There's a reason why many brands "do well in SEO" and yet don't show up when the answer is written by an AI. It's not that the content is bad. It's that, to a generative system, much of the web is ambiguous. And when there's ambiguity, AI chooses what it can understand quickly, connect and verify. That's where schema comes in.
But careful: schema isn't the trick to "rank better". Schema is something else, much more strategic: it's your identity + attributes layer so AI knows who you are and what you offer without guessing.
"Adding schema" isn't enough. You have to design it as a system
Across various blogs and articles we reviewed, the main idea is correct: structured markup helps machines interpret your content (and that can influence how you appear in generative experiences). But what almost no one tells you is the real game: "adding schema" isn't enough. You have to design it as a system.
Because in AI Search (and in synthetic answers), the competition is no longer for a link. It's for something tougher: being eligible to be cited. And eligible doesn't mean "better copy". It means "fewer doubts".
Your website has two layers: human and machine
A simple way to think about it is that in the age of AI, your website has two layers. The human layer: what a person reads. The machine layer: what a system understands when it needs to answer in seconds. Schema is the machine layer. And when it's done well, you save the model work: you tell it exactly what each thing is, how it relates, and which attributes are trustworthy.
The Schema Stack for AI: 4 layers that actually move the needle
At Fardo we break it down like this:
1. Identity (Entity Layer)
So there are no doubts about who you are.
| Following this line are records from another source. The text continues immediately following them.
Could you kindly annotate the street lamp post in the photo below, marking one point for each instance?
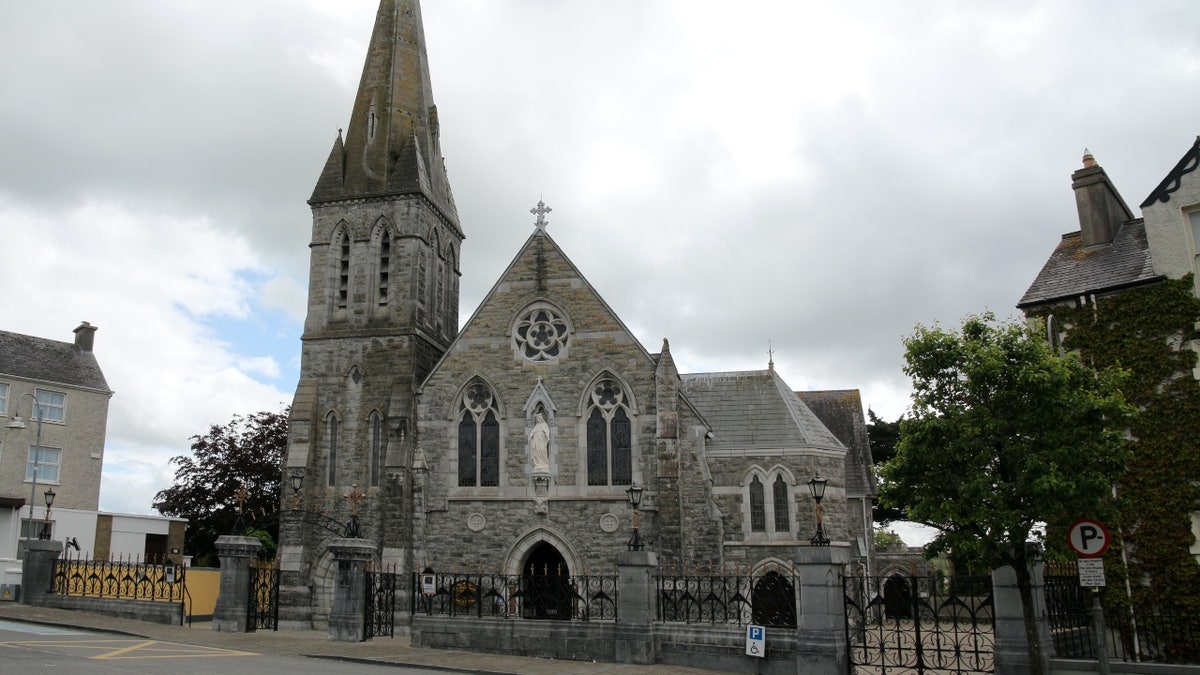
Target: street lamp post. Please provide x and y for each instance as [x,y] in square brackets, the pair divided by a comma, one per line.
[18,423]
[46,525]
[635,500]
[816,488]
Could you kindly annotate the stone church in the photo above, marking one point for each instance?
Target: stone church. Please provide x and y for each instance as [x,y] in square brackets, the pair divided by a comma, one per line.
[511,442]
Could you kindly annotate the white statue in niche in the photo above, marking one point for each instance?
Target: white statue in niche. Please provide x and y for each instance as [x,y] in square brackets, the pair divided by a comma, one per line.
[539,444]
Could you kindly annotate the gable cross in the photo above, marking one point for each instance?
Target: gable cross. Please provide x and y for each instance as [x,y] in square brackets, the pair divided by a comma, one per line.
[540,210]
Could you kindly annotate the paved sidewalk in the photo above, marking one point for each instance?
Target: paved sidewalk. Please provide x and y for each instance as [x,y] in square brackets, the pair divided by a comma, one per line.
[317,644]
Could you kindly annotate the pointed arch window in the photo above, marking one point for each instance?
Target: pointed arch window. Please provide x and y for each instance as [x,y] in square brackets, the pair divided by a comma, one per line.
[780,502]
[479,438]
[441,294]
[331,425]
[384,267]
[610,438]
[377,448]
[343,272]
[768,502]
[757,506]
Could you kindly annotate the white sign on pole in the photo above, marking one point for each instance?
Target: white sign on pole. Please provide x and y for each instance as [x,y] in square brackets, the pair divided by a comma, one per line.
[756,640]
[1091,572]
[1089,538]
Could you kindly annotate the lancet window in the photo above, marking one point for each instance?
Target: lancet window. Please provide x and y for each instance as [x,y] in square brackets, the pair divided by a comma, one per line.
[384,267]
[769,517]
[343,272]
[479,438]
[609,432]
[377,448]
[331,425]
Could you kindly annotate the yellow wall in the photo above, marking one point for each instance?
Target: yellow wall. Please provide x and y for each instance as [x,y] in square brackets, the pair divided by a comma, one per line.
[203,584]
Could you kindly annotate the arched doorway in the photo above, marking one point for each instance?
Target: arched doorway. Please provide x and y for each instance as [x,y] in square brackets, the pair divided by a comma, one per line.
[545,584]
[897,598]
[773,599]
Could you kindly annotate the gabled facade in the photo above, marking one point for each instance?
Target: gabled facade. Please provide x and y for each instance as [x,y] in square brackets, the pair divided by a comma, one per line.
[511,444]
[1121,291]
[72,398]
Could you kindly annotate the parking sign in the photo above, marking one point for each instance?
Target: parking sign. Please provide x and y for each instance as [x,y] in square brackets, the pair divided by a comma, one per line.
[756,640]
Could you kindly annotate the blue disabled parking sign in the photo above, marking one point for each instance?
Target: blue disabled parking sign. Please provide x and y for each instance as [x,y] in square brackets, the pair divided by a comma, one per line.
[756,640]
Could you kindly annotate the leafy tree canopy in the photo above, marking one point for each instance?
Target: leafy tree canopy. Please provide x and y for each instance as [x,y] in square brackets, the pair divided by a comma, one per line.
[1002,435]
[245,454]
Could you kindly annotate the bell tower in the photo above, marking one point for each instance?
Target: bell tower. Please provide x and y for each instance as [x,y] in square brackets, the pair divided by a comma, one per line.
[383,306]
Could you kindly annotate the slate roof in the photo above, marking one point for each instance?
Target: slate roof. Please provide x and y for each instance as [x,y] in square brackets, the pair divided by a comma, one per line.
[841,411]
[1074,269]
[755,410]
[49,360]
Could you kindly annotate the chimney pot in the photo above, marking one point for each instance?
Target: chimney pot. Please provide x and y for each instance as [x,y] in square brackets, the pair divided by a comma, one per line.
[84,336]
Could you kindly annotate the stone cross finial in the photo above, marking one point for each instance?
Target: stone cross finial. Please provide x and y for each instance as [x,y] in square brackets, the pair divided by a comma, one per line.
[354,496]
[241,495]
[540,210]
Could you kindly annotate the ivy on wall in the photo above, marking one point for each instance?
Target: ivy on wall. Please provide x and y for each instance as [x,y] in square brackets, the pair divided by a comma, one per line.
[1147,332]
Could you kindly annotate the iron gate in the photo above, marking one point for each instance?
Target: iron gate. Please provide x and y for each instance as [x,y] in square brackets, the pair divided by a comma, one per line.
[905,625]
[264,598]
[381,604]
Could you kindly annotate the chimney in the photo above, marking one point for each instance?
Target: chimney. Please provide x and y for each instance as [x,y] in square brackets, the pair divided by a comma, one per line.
[84,336]
[1101,208]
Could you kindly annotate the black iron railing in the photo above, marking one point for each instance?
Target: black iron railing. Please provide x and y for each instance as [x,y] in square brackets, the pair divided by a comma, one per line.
[515,596]
[766,599]
[379,609]
[119,580]
[901,623]
[1132,632]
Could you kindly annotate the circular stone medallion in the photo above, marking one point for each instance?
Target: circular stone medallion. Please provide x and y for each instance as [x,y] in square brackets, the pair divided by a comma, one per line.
[475,523]
[609,523]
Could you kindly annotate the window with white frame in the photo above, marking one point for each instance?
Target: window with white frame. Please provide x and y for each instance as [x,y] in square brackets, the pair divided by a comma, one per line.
[47,461]
[768,497]
[53,405]
[1194,220]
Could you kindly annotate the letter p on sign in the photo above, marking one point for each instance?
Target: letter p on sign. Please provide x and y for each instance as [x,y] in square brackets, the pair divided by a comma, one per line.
[1089,538]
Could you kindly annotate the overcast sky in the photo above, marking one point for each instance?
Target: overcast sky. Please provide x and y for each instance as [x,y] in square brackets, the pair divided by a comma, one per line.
[730,175]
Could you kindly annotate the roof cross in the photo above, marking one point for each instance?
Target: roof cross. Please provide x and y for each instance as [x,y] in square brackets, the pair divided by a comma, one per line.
[540,210]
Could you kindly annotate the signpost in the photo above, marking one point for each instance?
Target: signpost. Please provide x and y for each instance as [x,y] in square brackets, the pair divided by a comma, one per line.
[756,640]
[1090,538]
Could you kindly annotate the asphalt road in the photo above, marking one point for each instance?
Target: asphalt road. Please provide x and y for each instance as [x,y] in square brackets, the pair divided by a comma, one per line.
[29,647]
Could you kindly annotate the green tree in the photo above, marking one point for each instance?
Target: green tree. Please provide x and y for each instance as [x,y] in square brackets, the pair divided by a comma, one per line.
[1003,435]
[229,484]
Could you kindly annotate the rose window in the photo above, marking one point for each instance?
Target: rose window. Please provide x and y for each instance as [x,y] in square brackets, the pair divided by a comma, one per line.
[540,334]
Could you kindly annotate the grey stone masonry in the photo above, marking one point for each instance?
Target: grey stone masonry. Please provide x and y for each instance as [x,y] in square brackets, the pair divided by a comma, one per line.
[635,608]
[820,632]
[37,569]
[1012,644]
[346,619]
[232,613]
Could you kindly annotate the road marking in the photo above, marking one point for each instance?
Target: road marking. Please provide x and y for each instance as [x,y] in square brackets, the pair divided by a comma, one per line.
[123,651]
[37,628]
[126,650]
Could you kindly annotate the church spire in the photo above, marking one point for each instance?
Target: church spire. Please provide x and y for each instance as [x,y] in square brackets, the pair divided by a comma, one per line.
[391,145]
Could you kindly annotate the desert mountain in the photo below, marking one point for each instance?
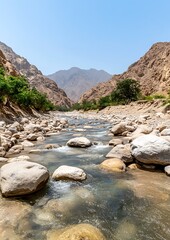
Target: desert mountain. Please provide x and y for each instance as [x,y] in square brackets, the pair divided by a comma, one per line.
[35,77]
[76,81]
[152,71]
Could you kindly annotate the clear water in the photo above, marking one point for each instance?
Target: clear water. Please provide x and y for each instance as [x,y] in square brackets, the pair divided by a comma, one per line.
[134,205]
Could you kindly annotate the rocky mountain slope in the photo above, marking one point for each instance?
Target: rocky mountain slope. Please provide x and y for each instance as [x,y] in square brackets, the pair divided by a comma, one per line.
[76,81]
[35,77]
[152,71]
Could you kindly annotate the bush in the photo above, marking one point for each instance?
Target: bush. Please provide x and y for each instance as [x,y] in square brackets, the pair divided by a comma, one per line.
[17,90]
[126,91]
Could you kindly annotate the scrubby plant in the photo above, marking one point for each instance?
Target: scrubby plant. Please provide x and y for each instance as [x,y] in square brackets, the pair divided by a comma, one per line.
[17,90]
[126,91]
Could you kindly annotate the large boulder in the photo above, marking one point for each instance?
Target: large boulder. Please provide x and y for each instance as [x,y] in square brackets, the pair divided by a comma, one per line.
[122,152]
[151,149]
[120,128]
[113,165]
[22,177]
[167,170]
[76,232]
[32,137]
[79,142]
[68,172]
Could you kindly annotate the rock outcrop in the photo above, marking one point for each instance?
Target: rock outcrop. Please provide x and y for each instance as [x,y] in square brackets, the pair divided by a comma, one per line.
[76,81]
[79,142]
[22,177]
[76,232]
[152,71]
[150,149]
[68,172]
[35,77]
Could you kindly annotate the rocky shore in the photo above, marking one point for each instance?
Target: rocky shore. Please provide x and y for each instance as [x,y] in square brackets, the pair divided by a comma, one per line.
[140,139]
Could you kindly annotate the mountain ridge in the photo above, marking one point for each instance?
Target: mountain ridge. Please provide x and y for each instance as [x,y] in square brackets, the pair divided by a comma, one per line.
[75,80]
[35,77]
[152,71]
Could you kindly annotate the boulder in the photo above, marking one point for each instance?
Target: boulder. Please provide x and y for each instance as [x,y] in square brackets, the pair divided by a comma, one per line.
[22,177]
[32,137]
[24,120]
[167,170]
[120,128]
[114,165]
[115,141]
[151,149]
[20,158]
[134,166]
[76,232]
[51,146]
[27,143]
[31,128]
[68,172]
[165,132]
[79,142]
[2,152]
[2,124]
[122,152]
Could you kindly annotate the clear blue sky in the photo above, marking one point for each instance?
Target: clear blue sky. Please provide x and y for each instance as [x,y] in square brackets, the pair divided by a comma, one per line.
[101,34]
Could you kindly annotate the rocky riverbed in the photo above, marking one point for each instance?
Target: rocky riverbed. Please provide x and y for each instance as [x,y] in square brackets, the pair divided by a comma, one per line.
[86,175]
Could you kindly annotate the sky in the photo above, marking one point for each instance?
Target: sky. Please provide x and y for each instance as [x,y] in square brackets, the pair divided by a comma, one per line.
[101,34]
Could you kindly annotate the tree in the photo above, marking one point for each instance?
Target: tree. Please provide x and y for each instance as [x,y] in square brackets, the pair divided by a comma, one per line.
[126,91]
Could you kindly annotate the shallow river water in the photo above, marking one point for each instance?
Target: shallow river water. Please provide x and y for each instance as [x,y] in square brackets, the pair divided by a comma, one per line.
[134,205]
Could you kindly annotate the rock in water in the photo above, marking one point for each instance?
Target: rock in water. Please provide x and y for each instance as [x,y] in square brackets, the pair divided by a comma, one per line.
[167,170]
[23,177]
[76,232]
[150,149]
[113,165]
[79,142]
[68,172]
[122,152]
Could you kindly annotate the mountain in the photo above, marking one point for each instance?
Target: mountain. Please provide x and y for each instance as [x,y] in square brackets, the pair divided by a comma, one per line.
[152,71]
[35,77]
[76,81]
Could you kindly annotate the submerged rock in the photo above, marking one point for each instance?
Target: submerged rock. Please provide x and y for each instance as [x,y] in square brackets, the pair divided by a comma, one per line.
[51,146]
[76,232]
[79,142]
[167,170]
[68,172]
[120,128]
[20,158]
[114,165]
[122,152]
[23,177]
[150,149]
[115,141]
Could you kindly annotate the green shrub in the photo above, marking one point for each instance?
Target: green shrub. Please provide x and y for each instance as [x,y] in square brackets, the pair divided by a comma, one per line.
[126,91]
[17,90]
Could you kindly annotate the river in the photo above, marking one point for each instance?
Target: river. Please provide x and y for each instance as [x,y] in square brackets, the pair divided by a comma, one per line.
[134,205]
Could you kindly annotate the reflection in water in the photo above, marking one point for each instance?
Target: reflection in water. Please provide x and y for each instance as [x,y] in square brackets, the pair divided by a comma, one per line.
[126,206]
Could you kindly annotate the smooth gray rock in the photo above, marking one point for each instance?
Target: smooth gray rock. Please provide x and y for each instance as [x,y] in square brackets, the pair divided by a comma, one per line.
[167,170]
[79,142]
[151,149]
[22,177]
[68,172]
[122,152]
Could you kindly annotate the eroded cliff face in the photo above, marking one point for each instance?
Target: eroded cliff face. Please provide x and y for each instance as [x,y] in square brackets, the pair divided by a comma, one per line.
[152,71]
[35,77]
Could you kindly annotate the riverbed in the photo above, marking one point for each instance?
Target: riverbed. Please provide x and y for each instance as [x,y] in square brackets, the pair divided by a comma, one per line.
[134,205]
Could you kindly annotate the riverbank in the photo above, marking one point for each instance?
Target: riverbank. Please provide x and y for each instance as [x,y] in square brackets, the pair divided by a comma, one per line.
[108,204]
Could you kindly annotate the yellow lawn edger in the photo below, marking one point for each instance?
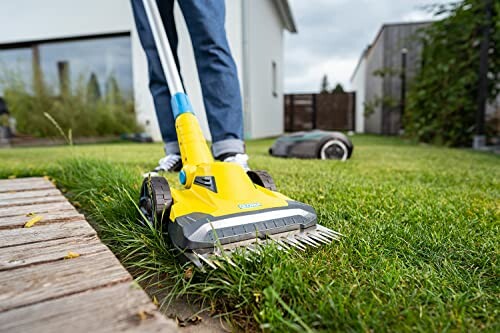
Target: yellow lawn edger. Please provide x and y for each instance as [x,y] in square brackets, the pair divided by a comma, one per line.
[221,207]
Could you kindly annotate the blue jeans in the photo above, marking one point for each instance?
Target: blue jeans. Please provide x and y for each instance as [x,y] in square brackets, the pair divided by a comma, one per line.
[216,69]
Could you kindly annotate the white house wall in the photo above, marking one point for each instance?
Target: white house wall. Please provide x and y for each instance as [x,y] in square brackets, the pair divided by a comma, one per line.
[51,19]
[358,85]
[264,45]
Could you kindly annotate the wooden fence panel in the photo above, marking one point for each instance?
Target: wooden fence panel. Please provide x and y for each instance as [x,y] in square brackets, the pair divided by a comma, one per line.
[329,111]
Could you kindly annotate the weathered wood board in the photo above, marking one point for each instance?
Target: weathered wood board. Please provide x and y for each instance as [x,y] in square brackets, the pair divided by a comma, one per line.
[57,276]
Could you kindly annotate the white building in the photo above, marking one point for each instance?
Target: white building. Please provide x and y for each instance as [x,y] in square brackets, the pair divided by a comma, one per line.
[95,36]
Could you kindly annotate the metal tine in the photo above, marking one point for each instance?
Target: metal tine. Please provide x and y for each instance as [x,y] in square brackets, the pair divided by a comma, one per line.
[307,240]
[282,246]
[194,259]
[329,236]
[205,260]
[329,231]
[253,249]
[226,257]
[318,238]
[295,243]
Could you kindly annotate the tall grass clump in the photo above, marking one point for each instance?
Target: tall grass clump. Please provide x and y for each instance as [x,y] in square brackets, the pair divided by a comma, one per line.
[76,108]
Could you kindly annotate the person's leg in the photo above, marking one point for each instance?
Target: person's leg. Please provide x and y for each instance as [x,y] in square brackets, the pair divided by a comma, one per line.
[218,75]
[157,82]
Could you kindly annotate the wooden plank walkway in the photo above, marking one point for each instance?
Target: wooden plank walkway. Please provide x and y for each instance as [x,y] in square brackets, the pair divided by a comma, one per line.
[42,289]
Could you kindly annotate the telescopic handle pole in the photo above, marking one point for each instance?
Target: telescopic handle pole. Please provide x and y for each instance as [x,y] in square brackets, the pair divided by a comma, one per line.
[163,46]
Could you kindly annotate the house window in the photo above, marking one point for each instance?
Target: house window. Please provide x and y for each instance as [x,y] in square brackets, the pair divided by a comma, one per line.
[15,67]
[70,63]
[275,79]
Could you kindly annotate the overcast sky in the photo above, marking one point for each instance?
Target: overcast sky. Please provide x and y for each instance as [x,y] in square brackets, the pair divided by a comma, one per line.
[333,33]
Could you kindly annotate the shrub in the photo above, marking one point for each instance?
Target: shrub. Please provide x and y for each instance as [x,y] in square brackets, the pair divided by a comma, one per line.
[442,101]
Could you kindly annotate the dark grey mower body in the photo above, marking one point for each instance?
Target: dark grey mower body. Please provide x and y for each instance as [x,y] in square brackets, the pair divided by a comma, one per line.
[313,144]
[201,231]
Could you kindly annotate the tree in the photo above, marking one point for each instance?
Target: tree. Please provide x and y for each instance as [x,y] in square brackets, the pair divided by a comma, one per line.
[338,88]
[325,85]
[113,92]
[93,89]
[442,101]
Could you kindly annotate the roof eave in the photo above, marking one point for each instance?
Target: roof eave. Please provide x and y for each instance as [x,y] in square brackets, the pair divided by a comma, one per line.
[286,15]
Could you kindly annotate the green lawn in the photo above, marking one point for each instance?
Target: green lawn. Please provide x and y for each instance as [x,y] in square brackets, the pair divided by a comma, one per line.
[420,252]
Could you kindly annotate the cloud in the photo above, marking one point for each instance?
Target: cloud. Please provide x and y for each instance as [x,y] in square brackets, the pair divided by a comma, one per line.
[333,33]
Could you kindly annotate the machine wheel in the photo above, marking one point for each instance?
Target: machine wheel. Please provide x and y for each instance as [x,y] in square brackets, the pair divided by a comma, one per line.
[336,147]
[262,178]
[155,200]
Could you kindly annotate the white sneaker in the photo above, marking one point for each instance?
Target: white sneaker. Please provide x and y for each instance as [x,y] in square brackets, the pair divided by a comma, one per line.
[169,163]
[240,159]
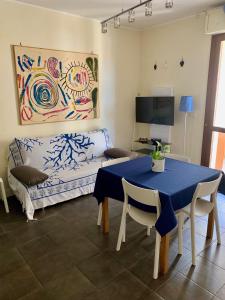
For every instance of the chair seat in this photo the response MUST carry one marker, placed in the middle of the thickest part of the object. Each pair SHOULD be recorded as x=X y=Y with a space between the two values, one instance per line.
x=142 y=217
x=202 y=208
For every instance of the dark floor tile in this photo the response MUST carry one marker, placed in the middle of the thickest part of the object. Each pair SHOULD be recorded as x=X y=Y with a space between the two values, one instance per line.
x=221 y=293
x=206 y=274
x=143 y=268
x=72 y=285
x=216 y=254
x=52 y=223
x=10 y=260
x=51 y=266
x=6 y=242
x=80 y=248
x=151 y=296
x=26 y=233
x=37 y=248
x=200 y=241
x=201 y=228
x=100 y=269
x=38 y=295
x=124 y=286
x=17 y=284
x=181 y=288
x=133 y=249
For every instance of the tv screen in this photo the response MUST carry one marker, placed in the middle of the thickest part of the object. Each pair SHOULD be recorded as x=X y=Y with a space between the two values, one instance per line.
x=155 y=110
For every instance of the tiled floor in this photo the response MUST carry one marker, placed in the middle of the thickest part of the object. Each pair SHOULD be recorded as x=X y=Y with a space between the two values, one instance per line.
x=64 y=255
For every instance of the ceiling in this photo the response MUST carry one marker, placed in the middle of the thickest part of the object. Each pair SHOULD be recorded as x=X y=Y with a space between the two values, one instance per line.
x=102 y=9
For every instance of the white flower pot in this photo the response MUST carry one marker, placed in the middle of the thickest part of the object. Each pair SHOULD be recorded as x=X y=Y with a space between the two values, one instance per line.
x=158 y=165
- Organization / LocalBusiness: logo, contact, matching profiles (sameAs), location or area if applicable.
2. Offering (Offer Layer)
So it's clear what you sell or what you do, with attributes.
- Product + Offer (ecommerce)
- Service (services)
- SoftwareApplication (SaaS)
Not "a pretty page". Clear data.
3. Proof (Trust Layer)
So there's a verifiable signal (without making things up, without window dressing).
- reviews / aggregateRating when applicable
- authors / people when applicable
This is where those who "declare" are separated from those who "demonstrate".
4. Answers (Answer Layer)
So AI can take questions and answers without reinterpreting them.
- FAQPage — only if those FAQs are visible and real.
This works when schema matches the visible content and is complete. It breaks when schema "promises" things the page doesn't show or when it's outdated.
In AI Search, lying doesn't give you an edge: it gives you noise
In AI Search, lying doesn't give you an edge: it gives you noise. And noise has a cost. Many teams still see schema as "something the developer does for rich snippets". But the reality is that schema is the language with which you become legible in the layer where decisions are going to be made. If the model is the engine, schema is part of the map.
And if your brand doesn't appear in answers today, often it's not for lack of content: it's because there's no structure AI can resolve without friction.